Why he chooses Harry is a bit of a mystery, unless it's because he knows Harry is deep in debt over a farm that has no water, or that he did six years in prison for torching his Uncle Benny's clothing factory, or that his wife, Louisa (Jamie Lee Curtis), works for the canal chief, or that Harry has been known to outfit the president of Panama himself, not to mention most of the male members of Panama's 30 ruling families.

But if Harry is happy to keep the ruling class in gabardine, he's also devoted to his working-class friends, especially his secretary-receptionist-bookkeeper, Marta (Leonor Varela), and his first Panamanian customer, Michelangelo "Mickie" Abraxas (Brendan Gleeson), a former anti-Noriega activist who has been Big House-trained into submission by the former dictator's thugs.

That makes Harry a sort of house divided against himself, and like that proverbial house, he is on the verge of collapse.

So he thinks it will do no harm and a lot of good when, in return for some ready cash, he represents Marta and Abraxas to Osnard as Panama's "silent opposition," then raises the ante by suggesting that Panama is set to sell its big ditch to France, Japan, China and Taiwan, or some combination thereof.

If that makes The Tailor of Panama sound a trifle complicated, it's because it is. To follow it, it helps to know a bit about Panama and the canal and former Panamanian dictator Manuel Noriega and the anger felt by conservative groups in the United States when the canal was handed over to the Panamanians.

But Tailor is ultimately a personal, not a political, thriller. The real interest lies in Harry, in seeing just how much he'll fudge in his attempts to help his friends and guard the family secrets, and in seeing what happens when his little white lies suddenly mean big bucks to a corrupt network of spies, diplomats and power brokers.

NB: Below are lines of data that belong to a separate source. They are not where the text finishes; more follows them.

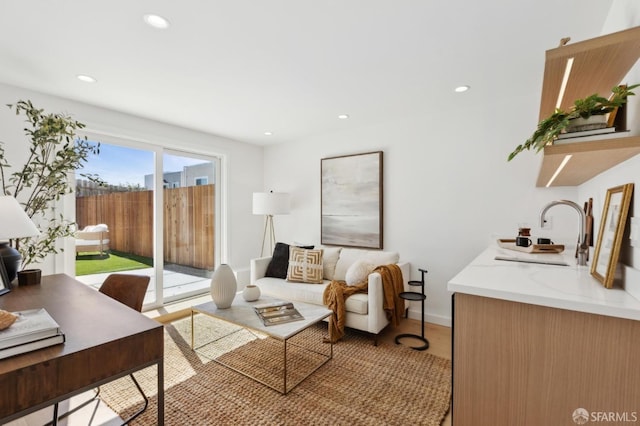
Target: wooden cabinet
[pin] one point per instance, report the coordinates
(523, 364)
(598, 65)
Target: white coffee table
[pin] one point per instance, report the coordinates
(241, 313)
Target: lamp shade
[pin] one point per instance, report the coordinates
(271, 203)
(15, 222)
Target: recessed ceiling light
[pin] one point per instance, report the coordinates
(86, 78)
(156, 21)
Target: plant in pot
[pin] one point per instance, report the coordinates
(562, 121)
(54, 152)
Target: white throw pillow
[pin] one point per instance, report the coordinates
(330, 257)
(359, 272)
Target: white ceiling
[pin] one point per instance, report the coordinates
(238, 68)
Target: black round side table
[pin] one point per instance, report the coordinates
(415, 296)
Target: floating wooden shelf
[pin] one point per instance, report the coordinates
(588, 159)
(599, 64)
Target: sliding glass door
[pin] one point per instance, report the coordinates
(159, 210)
(189, 227)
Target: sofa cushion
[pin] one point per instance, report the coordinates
(305, 265)
(277, 267)
(348, 256)
(358, 272)
(309, 293)
(330, 257)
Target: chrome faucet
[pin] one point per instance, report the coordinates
(582, 244)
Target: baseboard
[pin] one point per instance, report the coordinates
(430, 318)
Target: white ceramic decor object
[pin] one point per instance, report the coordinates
(251, 293)
(223, 286)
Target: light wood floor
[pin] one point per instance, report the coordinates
(439, 338)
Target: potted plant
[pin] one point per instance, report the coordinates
(560, 121)
(43, 179)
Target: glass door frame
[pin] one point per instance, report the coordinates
(220, 197)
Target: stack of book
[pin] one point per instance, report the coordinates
(33, 329)
(279, 312)
(590, 135)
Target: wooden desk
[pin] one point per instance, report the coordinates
(105, 340)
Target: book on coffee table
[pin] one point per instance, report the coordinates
(277, 313)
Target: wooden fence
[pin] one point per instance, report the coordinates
(188, 223)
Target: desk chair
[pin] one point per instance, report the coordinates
(130, 290)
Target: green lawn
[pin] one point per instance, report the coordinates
(87, 264)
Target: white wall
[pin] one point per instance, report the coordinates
(624, 14)
(243, 163)
(448, 189)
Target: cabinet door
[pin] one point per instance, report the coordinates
(516, 363)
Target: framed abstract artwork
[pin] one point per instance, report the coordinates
(614, 219)
(351, 200)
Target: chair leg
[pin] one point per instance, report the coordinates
(144, 407)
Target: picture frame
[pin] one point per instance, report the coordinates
(612, 226)
(5, 285)
(352, 200)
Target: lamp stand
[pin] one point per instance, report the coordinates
(268, 227)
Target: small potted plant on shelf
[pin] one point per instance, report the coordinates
(562, 121)
(39, 183)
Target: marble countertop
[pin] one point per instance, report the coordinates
(566, 287)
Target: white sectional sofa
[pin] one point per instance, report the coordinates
(364, 311)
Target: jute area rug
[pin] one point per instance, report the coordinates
(362, 385)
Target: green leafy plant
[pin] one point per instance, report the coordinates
(549, 128)
(43, 179)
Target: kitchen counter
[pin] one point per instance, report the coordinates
(532, 343)
(565, 287)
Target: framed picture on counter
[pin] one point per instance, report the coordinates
(612, 225)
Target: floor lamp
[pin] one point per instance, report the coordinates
(270, 204)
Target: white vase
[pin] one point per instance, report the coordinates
(251, 293)
(223, 286)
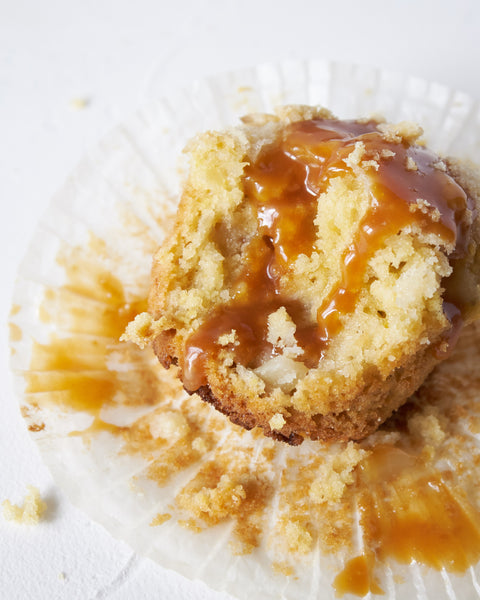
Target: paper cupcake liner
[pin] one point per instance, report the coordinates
(169, 475)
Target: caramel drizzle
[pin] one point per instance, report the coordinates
(284, 185)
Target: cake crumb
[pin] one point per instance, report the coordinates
(356, 155)
(160, 519)
(428, 428)
(215, 503)
(229, 338)
(141, 330)
(336, 474)
(283, 569)
(277, 422)
(30, 513)
(169, 425)
(299, 539)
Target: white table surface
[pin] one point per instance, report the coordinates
(53, 52)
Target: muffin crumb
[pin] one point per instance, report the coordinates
(30, 513)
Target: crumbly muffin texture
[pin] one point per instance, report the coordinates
(313, 318)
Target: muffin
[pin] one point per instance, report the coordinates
(317, 271)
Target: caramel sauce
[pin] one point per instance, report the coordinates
(284, 185)
(73, 370)
(356, 578)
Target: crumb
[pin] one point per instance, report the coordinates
(428, 428)
(30, 513)
(356, 155)
(200, 445)
(336, 475)
(277, 422)
(141, 330)
(228, 338)
(218, 502)
(169, 425)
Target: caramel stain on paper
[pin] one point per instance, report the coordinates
(410, 508)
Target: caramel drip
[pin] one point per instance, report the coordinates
(357, 577)
(73, 371)
(284, 186)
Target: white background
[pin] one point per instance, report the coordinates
(109, 53)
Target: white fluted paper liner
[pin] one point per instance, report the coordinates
(109, 216)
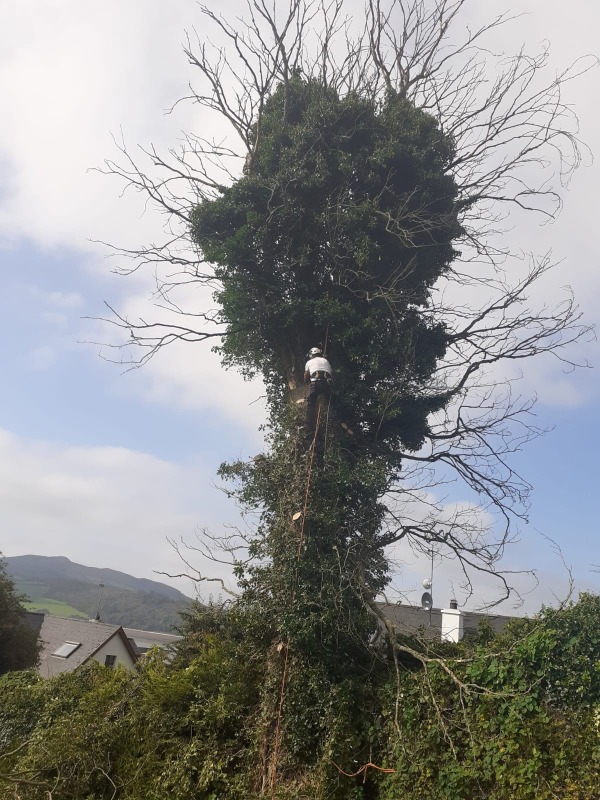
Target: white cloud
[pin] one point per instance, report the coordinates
(102, 506)
(66, 300)
(42, 358)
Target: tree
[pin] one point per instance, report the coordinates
(373, 173)
(19, 648)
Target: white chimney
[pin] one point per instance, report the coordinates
(452, 623)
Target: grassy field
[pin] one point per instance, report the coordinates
(37, 601)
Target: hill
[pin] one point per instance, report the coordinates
(61, 586)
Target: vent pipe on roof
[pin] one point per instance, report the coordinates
(452, 623)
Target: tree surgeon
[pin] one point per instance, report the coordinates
(318, 372)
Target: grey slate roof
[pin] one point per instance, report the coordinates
(144, 640)
(409, 619)
(55, 631)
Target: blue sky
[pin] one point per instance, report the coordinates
(102, 466)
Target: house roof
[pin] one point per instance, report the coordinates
(410, 619)
(88, 636)
(144, 640)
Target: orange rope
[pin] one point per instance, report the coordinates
(363, 769)
(278, 726)
(310, 463)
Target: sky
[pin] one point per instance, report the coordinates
(105, 466)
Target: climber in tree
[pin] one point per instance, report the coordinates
(318, 372)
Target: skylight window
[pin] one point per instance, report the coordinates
(66, 649)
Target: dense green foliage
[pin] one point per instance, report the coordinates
(513, 721)
(18, 641)
(339, 228)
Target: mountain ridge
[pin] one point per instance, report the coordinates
(34, 567)
(57, 585)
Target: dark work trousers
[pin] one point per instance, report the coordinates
(321, 386)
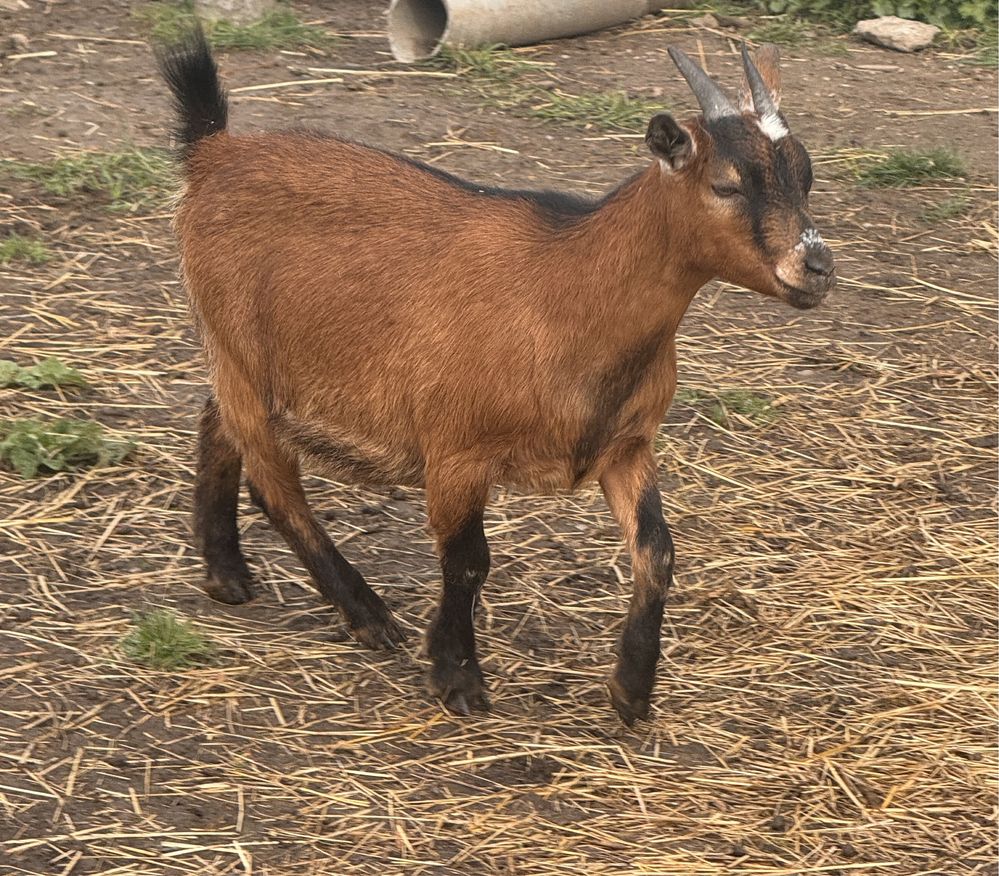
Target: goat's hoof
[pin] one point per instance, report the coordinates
(630, 707)
(232, 590)
(460, 687)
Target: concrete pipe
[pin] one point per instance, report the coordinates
(418, 28)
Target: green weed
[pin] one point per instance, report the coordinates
(911, 167)
(23, 249)
(47, 374)
(130, 179)
(609, 110)
(719, 407)
(160, 640)
(489, 62)
(31, 447)
(170, 22)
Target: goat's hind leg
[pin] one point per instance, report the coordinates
(455, 514)
(216, 496)
(275, 486)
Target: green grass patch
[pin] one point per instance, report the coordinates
(171, 22)
(130, 179)
(34, 447)
(721, 407)
(47, 374)
(161, 640)
(608, 110)
(23, 249)
(497, 63)
(912, 167)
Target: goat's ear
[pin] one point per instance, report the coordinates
(767, 61)
(670, 143)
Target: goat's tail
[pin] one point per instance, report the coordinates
(199, 99)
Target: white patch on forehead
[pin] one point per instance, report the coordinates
(772, 126)
(811, 237)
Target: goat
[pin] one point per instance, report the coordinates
(394, 324)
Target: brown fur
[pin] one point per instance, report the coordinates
(393, 326)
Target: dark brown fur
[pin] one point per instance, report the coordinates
(395, 325)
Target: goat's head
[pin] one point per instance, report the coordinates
(741, 180)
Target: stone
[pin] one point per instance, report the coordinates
(236, 11)
(899, 34)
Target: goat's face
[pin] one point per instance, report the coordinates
(743, 180)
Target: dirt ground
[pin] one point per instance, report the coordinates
(826, 701)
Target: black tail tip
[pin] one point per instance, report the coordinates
(190, 72)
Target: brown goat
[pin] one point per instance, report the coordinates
(394, 324)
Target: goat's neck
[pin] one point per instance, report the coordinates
(633, 251)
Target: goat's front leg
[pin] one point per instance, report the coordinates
(630, 486)
(455, 514)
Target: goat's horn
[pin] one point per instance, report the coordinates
(713, 102)
(763, 101)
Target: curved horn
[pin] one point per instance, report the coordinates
(763, 101)
(713, 102)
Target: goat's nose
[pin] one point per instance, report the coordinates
(819, 260)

Along the way Harry gets help from the spirit of his late Uncle Benny (playwright Harold Pinter), who appears to Harry long enough to impart jewels of wisdom like, "A man who tells the truth is bound to be found out sooner or later," and a huge hand from Brosnan, who proves he's more than just a pretty face, playing a spy who makes James Bond look like a cloistered monk.

Tailor is that odd film that can be brutally funny and just plain brutal, often simultaneously. It's full of local color, flavored with just the right amount of salsa and absolutely overrun with characters it's impossible not to care about.

John le Carre, who wrote the book and worked on the script, made his mark with Cold War thrillers like The Spy Who Came in from the Cold. With Tailor of Panama, it's clear le Carre himself has come in from the cold.

And there's no doubt about it, he's once more hit his mark. Dead center.